CLIMP：基于Mamba的对比语言-图像预训练模型 (CLIMP: Contrastive Language-Image Mamba Pretraining)

Contrastive Language-Image Pre-training (CLIP) relies on Vision Transformers whose attention mechanism is susceptible to spurious correlations, and scales quadratically with resolution. To address these limitations, We present CLIMP, the first fully Mamba-based contrastive vision-language model that replaces both the vision and text encoders with Mamba. The new architecture encodes sequential structure in both vision and language, with VMamba capturing visual spatial inductive biases, reducing reliance on spurious correlations and producing an embedding space favorable for cross-modal retrieval and out-of-distribution robustness-surpassing OpenAI's CLIP-ViT-B by 7.5% on ImageNet-O. CLIMP naturally supports variable input resolutions without positional encoding interpolation or specialized training, achieving up to 6.6% higher retrieval accuracy at 16x training resolution while using 5x less memory and 1.8x fewer FLOPs. The autoregressive text encoder further overcomes CLIP's fixed context limitation, enabling dense captioning retrieval. Our findings suggest that Mamba exhibits advantageous properties for vision-language learning, making it a compelling alternative to Transformer-based CLIP.
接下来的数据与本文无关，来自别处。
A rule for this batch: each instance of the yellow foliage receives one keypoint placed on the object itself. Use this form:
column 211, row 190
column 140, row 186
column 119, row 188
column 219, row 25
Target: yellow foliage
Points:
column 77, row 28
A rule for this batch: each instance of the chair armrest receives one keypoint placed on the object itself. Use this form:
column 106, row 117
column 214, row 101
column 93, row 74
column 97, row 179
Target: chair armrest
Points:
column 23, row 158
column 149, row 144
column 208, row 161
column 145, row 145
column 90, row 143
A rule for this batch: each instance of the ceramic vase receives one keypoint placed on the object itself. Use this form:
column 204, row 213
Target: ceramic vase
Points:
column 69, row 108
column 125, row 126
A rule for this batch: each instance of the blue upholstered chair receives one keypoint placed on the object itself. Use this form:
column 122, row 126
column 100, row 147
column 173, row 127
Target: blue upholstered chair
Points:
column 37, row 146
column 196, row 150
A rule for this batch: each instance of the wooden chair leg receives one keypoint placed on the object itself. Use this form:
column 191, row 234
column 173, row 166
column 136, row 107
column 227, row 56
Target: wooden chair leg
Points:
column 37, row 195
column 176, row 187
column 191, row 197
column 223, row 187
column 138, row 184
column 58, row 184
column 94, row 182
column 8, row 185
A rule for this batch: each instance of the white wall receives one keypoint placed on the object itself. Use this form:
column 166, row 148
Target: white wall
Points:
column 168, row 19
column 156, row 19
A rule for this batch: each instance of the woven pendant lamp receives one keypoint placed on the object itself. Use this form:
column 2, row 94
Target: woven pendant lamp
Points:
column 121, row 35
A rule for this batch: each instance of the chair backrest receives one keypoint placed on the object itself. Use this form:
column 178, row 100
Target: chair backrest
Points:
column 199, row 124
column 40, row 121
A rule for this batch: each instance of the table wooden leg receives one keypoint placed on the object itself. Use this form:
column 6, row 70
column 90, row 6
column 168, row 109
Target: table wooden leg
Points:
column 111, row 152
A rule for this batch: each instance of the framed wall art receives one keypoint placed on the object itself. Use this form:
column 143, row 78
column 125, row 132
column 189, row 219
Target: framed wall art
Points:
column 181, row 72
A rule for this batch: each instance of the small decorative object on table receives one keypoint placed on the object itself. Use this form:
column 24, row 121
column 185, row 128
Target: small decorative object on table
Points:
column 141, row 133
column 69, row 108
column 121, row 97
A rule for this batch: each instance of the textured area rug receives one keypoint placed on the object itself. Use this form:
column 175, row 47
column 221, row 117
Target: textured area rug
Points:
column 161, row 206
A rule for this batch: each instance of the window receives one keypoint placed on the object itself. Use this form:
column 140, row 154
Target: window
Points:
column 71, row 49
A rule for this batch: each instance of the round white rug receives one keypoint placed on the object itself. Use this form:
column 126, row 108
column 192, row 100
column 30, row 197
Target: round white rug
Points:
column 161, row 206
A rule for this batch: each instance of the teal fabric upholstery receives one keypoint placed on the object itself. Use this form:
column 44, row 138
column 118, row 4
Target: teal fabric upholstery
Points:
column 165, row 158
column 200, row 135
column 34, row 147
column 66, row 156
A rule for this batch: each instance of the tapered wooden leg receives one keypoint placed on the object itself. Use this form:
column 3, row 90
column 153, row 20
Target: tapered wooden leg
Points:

翻译：对比语言-图像预训练（CLIP）依赖视觉Transformer，其注意力机制易受伪相关影响，且计算复杂度随分辨率呈二次方增长。为克服这些局限，本文提出CLIMP——首个完全基于Mamba架构的对比视觉语言模型，将视觉与文本编码器均替换为Mamba。新架构能编码视觉与语言的序列结构：VMamba通过捕捉视觉空间归纳偏置，降低对伪相关的依赖，构建出更有利于跨模态检索与分布外鲁棒性的嵌入空间——在ImageNet-O数据集上超越OpenAI的CLIP-ViT-B达7.5%。CLIMP天然支持可变输入分辨率，无需位置编码插值或特殊训练，在16倍训练分辨率下检索精度最高提升6.6%，同时内存消耗降低5倍、浮点运算量减少1.8倍。其自回归文本编码器进一步突破了CLIP的固定上下文限制，实现了密集描述检索。研究表明，Mamba在视觉语言学习领域展现出优势特性，成为替代基于Transformer的CLIP模型的可行方案。